# Group rides near Lakewood/Golden



## TooManyToyz (May 2, 2008)

Any group rides around here? Looking for slow-medium pace, 30-50 miles.


----------



## shongalola (Nov 2, 2005)

not sure about slow-medium pace since that's a relative term but there is the Denver West ride on wed evenings 530pm from NE parking lot of I-70 and Denver West. Usually runs about 2 hrs up to near Jeffco airport. This tends to be on the faster end of the scale though.


----------



## TooManyToyz (May 2, 2008)

I climb Lookout in my 39x27 slow.


----------



## shongalola (Nov 2, 2005)

There are no big climbs in this ride but it is more of a race pace. I believe there is a Schwab ride that leaves the Coors Health center on a sunday morning that is a little more civilized. Not sure the time though - if no one posts I'd call the shop.


----------



## TooManyToyz (May 2, 2008)

I could do race pace.

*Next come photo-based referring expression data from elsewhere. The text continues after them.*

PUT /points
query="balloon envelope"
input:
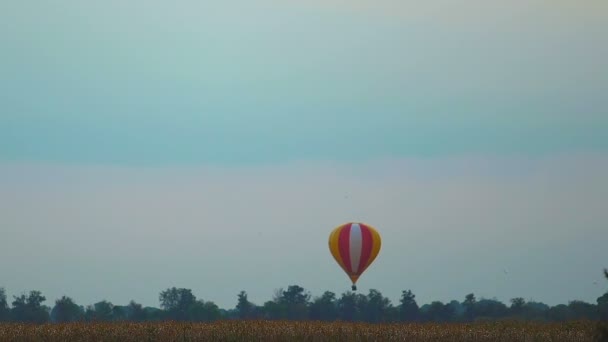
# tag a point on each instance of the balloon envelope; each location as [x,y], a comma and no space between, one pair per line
[354,246]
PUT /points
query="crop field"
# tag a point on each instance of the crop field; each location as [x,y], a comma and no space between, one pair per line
[299,331]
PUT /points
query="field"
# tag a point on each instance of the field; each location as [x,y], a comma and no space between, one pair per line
[298,331]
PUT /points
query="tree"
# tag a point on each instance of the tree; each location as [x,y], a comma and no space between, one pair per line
[29,308]
[296,301]
[347,306]
[65,310]
[469,306]
[203,311]
[100,311]
[377,307]
[324,308]
[244,306]
[490,308]
[176,302]
[135,312]
[408,308]
[4,310]
[517,306]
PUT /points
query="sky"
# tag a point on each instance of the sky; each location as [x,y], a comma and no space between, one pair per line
[215,145]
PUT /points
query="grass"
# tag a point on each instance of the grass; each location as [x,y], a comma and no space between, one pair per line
[299,331]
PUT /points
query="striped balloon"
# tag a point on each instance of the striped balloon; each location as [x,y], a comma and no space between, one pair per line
[354,246]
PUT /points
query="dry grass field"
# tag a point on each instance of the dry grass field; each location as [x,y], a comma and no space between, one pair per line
[299,331]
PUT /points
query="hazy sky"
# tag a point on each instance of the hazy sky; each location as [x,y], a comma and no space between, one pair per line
[215,145]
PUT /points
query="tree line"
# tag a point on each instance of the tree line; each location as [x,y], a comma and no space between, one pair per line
[295,303]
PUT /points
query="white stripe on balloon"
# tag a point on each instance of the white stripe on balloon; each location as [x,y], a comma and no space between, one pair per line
[356,244]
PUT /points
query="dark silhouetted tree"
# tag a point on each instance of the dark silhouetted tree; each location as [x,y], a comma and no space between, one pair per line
[408,308]
[377,307]
[347,306]
[29,308]
[244,307]
[100,311]
[296,301]
[324,308]
[490,309]
[135,312]
[4,309]
[176,302]
[517,306]
[203,311]
[469,306]
[65,310]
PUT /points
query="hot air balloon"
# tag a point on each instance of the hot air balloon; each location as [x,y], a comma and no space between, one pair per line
[354,246]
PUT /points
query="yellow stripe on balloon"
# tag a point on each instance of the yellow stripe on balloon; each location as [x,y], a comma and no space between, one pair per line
[376,245]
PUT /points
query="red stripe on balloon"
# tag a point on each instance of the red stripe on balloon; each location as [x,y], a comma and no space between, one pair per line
[344,244]
[366,247]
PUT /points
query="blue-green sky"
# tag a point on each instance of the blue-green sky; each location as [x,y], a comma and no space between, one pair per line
[483,105]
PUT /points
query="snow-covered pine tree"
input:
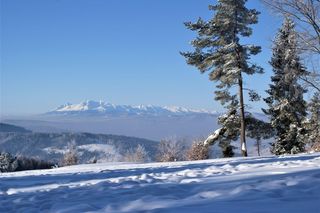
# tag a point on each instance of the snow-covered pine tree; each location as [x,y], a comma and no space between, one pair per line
[258,130]
[218,50]
[286,106]
[314,122]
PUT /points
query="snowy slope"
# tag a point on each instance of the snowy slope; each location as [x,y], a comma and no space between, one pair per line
[269,184]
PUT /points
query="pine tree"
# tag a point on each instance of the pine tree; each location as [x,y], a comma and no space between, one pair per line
[286,106]
[258,130]
[219,51]
[314,122]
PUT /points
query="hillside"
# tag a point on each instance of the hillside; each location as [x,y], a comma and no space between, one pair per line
[269,184]
[52,146]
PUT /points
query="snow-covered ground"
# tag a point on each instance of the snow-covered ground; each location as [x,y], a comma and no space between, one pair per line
[268,184]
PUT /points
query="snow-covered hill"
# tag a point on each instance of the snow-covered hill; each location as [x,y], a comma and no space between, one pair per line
[270,184]
[100,108]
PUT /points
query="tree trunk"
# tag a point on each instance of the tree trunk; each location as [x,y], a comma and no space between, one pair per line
[242,120]
[258,146]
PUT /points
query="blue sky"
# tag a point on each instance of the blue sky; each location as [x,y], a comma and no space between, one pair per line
[120,51]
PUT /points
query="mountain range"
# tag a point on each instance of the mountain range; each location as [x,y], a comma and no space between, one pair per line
[100,108]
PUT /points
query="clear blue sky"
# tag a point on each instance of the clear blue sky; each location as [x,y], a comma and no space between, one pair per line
[120,51]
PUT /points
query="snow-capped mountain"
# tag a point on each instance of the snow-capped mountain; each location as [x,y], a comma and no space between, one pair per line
[106,109]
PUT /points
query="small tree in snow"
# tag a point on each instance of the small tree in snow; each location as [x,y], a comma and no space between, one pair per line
[139,154]
[8,163]
[258,130]
[198,151]
[170,150]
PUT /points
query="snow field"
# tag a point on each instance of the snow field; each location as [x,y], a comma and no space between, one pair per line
[269,184]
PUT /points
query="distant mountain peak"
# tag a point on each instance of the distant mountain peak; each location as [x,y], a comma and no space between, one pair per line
[101,108]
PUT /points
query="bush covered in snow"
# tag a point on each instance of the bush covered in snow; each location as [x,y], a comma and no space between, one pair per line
[71,156]
[139,155]
[198,151]
[171,150]
[9,163]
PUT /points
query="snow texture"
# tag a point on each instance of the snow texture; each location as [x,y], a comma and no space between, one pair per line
[269,184]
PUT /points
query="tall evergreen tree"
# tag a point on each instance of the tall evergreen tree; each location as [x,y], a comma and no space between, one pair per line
[314,122]
[219,51]
[286,106]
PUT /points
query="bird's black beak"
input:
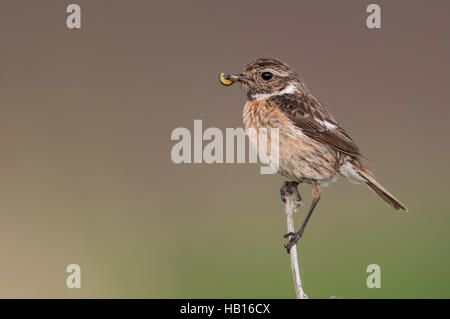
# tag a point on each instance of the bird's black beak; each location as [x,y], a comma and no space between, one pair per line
[236,77]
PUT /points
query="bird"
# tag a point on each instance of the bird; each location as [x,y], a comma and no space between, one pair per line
[313,147]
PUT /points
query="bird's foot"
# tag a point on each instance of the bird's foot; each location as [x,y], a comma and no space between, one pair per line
[293,239]
[290,188]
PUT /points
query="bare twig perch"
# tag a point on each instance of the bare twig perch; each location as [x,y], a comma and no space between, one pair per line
[290,209]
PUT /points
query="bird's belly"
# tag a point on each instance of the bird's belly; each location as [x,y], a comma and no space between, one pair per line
[301,158]
[304,159]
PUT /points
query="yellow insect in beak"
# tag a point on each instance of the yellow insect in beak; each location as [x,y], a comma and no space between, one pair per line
[224,80]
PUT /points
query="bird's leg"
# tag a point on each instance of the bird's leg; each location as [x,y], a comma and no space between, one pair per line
[294,237]
[290,188]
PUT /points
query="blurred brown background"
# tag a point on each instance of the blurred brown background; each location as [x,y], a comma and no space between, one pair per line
[86,175]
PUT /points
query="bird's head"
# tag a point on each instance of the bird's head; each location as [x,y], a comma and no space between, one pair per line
[265,77]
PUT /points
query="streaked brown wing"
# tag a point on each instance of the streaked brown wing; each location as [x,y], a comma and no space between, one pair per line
[303,112]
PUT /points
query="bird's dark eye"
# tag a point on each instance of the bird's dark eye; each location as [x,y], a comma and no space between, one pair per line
[266,76]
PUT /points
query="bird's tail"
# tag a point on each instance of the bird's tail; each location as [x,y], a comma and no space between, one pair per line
[369,179]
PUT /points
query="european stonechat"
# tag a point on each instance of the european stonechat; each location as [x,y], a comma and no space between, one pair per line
[313,146]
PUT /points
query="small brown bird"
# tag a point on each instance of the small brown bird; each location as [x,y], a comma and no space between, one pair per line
[313,147]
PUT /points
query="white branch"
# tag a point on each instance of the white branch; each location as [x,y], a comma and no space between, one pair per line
[290,209]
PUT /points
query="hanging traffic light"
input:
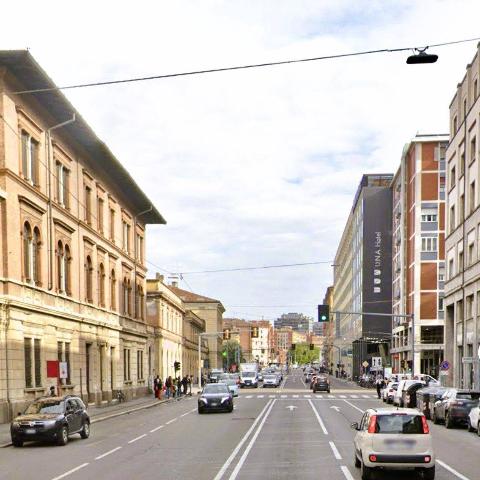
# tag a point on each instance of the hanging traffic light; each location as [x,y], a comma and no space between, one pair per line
[323,313]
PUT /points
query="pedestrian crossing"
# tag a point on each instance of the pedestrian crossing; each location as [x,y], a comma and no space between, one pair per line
[310,396]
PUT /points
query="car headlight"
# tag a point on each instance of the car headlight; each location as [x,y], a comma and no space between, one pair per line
[49,423]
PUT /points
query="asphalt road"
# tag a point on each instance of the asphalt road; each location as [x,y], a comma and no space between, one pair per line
[280,433]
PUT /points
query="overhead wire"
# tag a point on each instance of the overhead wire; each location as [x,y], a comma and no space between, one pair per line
[241,67]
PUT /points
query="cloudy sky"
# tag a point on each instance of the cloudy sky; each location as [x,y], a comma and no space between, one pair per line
[254,167]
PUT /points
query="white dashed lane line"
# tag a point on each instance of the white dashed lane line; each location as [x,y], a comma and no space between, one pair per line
[138,438]
[107,453]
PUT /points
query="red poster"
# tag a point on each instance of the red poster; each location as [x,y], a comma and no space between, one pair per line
[52,369]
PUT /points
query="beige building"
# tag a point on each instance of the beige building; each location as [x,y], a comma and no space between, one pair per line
[165,313]
[72,276]
[211,311]
[462,287]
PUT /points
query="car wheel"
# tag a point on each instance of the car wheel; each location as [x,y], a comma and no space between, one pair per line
[85,433]
[448,420]
[429,473]
[469,425]
[62,436]
[367,472]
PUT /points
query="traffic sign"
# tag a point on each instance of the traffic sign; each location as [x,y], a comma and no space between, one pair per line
[445,365]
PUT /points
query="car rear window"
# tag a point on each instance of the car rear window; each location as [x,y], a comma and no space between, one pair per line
[399,424]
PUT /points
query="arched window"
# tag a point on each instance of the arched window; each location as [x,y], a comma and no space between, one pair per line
[36,256]
[67,258]
[89,280]
[101,286]
[113,289]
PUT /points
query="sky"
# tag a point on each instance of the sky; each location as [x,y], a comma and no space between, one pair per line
[254,167]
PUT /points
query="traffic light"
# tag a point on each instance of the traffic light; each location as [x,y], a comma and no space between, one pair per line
[323,313]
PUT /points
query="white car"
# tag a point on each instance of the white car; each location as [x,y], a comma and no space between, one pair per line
[473,420]
[391,439]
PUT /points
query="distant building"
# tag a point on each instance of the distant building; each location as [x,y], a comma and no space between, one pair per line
[462,287]
[363,275]
[298,321]
[418,255]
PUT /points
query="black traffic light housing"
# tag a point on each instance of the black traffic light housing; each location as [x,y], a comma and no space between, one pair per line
[323,313]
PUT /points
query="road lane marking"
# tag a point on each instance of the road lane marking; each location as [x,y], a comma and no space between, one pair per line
[346,473]
[250,444]
[240,444]
[156,428]
[335,451]
[107,453]
[320,421]
[354,406]
[73,470]
[137,438]
[452,470]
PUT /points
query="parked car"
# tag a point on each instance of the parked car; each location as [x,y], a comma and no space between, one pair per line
[391,439]
[215,397]
[389,391]
[321,384]
[426,398]
[473,420]
[410,394]
[51,419]
[454,406]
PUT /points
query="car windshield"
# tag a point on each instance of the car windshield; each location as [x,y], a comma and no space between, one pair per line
[216,388]
[45,406]
[399,424]
[468,395]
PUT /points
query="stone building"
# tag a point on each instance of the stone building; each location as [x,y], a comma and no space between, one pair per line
[72,275]
[462,286]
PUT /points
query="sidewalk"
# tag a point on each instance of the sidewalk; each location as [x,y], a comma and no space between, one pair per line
[100,413]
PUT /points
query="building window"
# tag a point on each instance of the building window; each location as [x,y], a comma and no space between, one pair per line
[101,284]
[33,371]
[453,176]
[63,349]
[100,215]
[89,280]
[88,205]
[31,254]
[429,217]
[126,365]
[113,288]
[429,244]
[112,225]
[140,364]
[29,158]
[62,185]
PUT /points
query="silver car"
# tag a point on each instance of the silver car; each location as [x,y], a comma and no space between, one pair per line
[391,439]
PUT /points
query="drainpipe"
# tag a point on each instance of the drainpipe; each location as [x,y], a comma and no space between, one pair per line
[49,192]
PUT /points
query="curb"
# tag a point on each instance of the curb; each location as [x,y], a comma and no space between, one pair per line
[122,412]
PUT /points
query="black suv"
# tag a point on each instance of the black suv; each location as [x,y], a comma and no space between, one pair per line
[51,419]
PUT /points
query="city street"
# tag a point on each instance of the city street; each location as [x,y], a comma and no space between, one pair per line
[273,433]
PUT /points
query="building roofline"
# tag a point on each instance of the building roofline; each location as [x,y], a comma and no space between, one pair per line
[31,75]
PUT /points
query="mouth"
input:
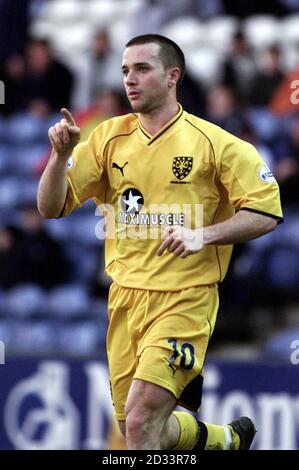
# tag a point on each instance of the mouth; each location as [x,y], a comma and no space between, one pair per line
[133,94]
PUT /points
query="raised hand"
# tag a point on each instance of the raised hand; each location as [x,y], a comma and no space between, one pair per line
[64,135]
[181,241]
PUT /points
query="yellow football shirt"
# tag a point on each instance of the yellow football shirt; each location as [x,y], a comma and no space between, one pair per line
[149,182]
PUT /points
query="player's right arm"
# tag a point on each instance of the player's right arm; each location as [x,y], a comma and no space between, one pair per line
[52,190]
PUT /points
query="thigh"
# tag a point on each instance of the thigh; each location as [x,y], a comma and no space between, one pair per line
[121,351]
[173,347]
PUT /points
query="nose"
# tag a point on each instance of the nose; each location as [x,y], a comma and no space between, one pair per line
[131,78]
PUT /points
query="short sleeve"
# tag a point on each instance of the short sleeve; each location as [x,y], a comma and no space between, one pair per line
[249,182]
[85,173]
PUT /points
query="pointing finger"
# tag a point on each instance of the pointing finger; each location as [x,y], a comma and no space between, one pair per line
[68,116]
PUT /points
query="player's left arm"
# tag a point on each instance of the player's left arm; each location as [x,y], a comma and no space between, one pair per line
[241,227]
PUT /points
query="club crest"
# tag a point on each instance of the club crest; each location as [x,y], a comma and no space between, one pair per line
[182,166]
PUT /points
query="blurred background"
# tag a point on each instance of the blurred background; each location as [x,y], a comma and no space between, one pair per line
[242,74]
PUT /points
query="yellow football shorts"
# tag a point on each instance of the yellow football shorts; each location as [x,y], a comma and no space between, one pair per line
[162,338]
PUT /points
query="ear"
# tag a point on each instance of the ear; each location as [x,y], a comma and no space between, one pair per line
[174,76]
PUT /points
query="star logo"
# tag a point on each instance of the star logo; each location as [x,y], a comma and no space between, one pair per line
[132,201]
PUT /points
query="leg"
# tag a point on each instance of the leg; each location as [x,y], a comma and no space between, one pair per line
[148,409]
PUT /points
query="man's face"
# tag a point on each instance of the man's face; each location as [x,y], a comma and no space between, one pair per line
[145,79]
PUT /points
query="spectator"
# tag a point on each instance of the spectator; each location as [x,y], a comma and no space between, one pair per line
[29,255]
[268,79]
[48,83]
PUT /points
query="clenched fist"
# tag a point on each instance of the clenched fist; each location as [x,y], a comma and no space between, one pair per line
[64,135]
[181,241]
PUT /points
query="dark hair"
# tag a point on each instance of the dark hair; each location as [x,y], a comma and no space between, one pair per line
[170,53]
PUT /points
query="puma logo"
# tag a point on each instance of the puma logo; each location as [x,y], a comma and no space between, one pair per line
[120,168]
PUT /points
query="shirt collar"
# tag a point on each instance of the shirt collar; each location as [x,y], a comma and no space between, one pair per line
[152,138]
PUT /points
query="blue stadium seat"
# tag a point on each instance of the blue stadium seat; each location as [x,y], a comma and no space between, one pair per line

For at least 5 blocks...err..maybe 3.


----------



## nochain (Jun 8, 2008)

There is a Denver Front Range Cycling (DFC) group ride up Lookout Mtn on Mondays and Thursdays at 6 pm leaving from Parfeit park.

It's an interesting mix of riders - total saggers just out for a climb to the domestique wannabe's. 

I have a mixed opinion of the DFC that I'll keep to myself, but the ride exists nonetheless.


----------